The primal problem is $min_{w\in R^d}: P(w)$ where $P(w)=\frac{1}{n}\sum_{i=1}^n\phi_i(w^Tx_i)+\frac{\lambda}{2}||w||^2$.
The dual problem is $max_{\alpha\in R^n}: D(\alpha)$ where $D(\alpha)=\frac{1}{n}\sum_{i=1}^n-\phi_i^*(-\alpha_i)+\frac{\lambda}{2}\left \|\frac{1}{\lambda n}\sum_{i=1}^n \alpha_ix_i\right \|^2$, where $\phi_i^*$ is the convex conjugate of $\phi_i$.
I spent almost two days, but still cannot figure it out why these two are primal-dual problem. Because the primal problem has no constrains, is the dual problem means its conjugate problem? I know if the primal problem has constraints, then I can use Lagrange form to find its dual. But this problem has no constraint, I kind of don't know what to do.
Here is my solution that can be used to obtain dual of ERM without forming constrained problem as shown by Michael above.

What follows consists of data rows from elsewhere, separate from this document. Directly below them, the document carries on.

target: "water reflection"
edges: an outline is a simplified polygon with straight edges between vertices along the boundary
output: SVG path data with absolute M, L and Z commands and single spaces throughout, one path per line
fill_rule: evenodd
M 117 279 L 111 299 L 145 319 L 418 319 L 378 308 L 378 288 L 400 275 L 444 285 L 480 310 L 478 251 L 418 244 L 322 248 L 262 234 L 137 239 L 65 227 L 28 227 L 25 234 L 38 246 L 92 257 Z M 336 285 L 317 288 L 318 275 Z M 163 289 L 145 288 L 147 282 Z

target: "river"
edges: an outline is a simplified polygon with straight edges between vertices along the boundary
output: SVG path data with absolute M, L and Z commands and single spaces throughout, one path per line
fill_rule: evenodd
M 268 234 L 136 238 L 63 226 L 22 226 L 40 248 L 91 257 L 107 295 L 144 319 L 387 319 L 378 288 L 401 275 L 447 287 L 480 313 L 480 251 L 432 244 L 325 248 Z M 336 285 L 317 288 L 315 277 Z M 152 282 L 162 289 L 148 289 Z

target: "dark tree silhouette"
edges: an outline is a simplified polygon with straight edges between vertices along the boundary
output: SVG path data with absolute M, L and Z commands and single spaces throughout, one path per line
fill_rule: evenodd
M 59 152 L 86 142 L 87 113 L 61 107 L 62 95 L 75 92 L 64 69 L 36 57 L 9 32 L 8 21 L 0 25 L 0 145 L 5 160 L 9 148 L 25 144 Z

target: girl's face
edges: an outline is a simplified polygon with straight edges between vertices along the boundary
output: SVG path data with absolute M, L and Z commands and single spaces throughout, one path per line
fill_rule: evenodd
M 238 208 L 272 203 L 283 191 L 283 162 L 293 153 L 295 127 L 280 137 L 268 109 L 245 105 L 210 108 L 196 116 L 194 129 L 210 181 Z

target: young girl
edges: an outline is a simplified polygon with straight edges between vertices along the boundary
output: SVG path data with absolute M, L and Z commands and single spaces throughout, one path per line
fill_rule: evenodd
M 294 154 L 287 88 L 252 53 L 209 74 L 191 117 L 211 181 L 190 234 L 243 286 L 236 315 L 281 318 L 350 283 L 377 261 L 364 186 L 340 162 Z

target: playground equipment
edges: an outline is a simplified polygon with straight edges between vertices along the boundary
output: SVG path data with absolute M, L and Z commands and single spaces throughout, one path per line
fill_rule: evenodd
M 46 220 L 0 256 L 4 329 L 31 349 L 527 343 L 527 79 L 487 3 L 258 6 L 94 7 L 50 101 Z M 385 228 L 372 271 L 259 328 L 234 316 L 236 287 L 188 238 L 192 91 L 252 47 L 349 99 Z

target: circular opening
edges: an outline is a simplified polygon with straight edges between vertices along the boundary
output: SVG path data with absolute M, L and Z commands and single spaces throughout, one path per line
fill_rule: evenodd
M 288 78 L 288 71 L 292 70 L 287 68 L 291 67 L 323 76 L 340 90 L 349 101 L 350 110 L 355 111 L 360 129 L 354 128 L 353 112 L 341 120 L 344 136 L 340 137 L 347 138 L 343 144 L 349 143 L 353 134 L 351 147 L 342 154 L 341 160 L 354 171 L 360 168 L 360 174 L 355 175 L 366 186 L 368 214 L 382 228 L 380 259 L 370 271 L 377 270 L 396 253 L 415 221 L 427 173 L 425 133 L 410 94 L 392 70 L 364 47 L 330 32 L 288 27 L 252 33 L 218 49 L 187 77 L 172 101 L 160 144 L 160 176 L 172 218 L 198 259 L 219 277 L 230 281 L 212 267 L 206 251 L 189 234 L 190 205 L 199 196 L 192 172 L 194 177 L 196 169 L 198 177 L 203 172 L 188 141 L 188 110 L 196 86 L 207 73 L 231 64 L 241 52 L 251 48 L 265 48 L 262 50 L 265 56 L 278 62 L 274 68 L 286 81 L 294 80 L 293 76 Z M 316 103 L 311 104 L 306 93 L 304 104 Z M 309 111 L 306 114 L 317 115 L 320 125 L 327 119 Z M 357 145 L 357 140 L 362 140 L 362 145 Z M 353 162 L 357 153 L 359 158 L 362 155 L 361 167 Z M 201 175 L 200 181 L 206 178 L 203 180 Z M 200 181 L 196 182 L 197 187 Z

From Fenchel conjugacy one has: \begin{equation} \phi(w^Tx) = \sup_z \langle w^Tx,z \rangle - \phi^*(z) \end{equation} from where we conclude that \begin{equation} \phi(w^Tx) \geq \langle w^Tx,z \rangle - \phi^*(z) \end{equation} Using the above trick, we can lower bound the given objective function as: \begin{equation} F(w,\alpha) = \lambda r(w) -\frac{1}{n}\sum_i(w^tx_i\alpha_i + \phi^*_i(-\alpha_i) ) \leq P(w) \end{equation} where I have taken ${any}$ regularizer $r(w)$ and $z$ replaced by $-\alpha_i$. Next, we minimize the lower bound as: \begin{aligned} D(\alpha)&=\inf_w F(w,\alpha)\\ &=\inf_w \left( \lambda r(w) -\frac{1}{n}\sum_i(w^tx_i\alpha_i + \phi^*_i(-\alpha_i) )\right)\\ &=-\sup_w \langle w,\frac{1}{n}\sum_i x_i\alpha_i \rangle -\lambda r(w)-\frac{1}{n}\sum_i\phi^*_i(-\alpha_i)\\ &=-\lambda r^*(\frac{1}{\lambda n}\sum_i x_i\alpha_i)-\frac{1}{n}\sum_i\phi^*_i(-\alpha_i) \end{aligned} where in step 3, we used the linear algebra fact $\sum_i <.,.>=<.,\sum_i .>$; inf-sup equality and in the last step, the definition of conjugate and one property of conjuagtes (conjugate of $ah(x)$ is $ah^*(y/a)$).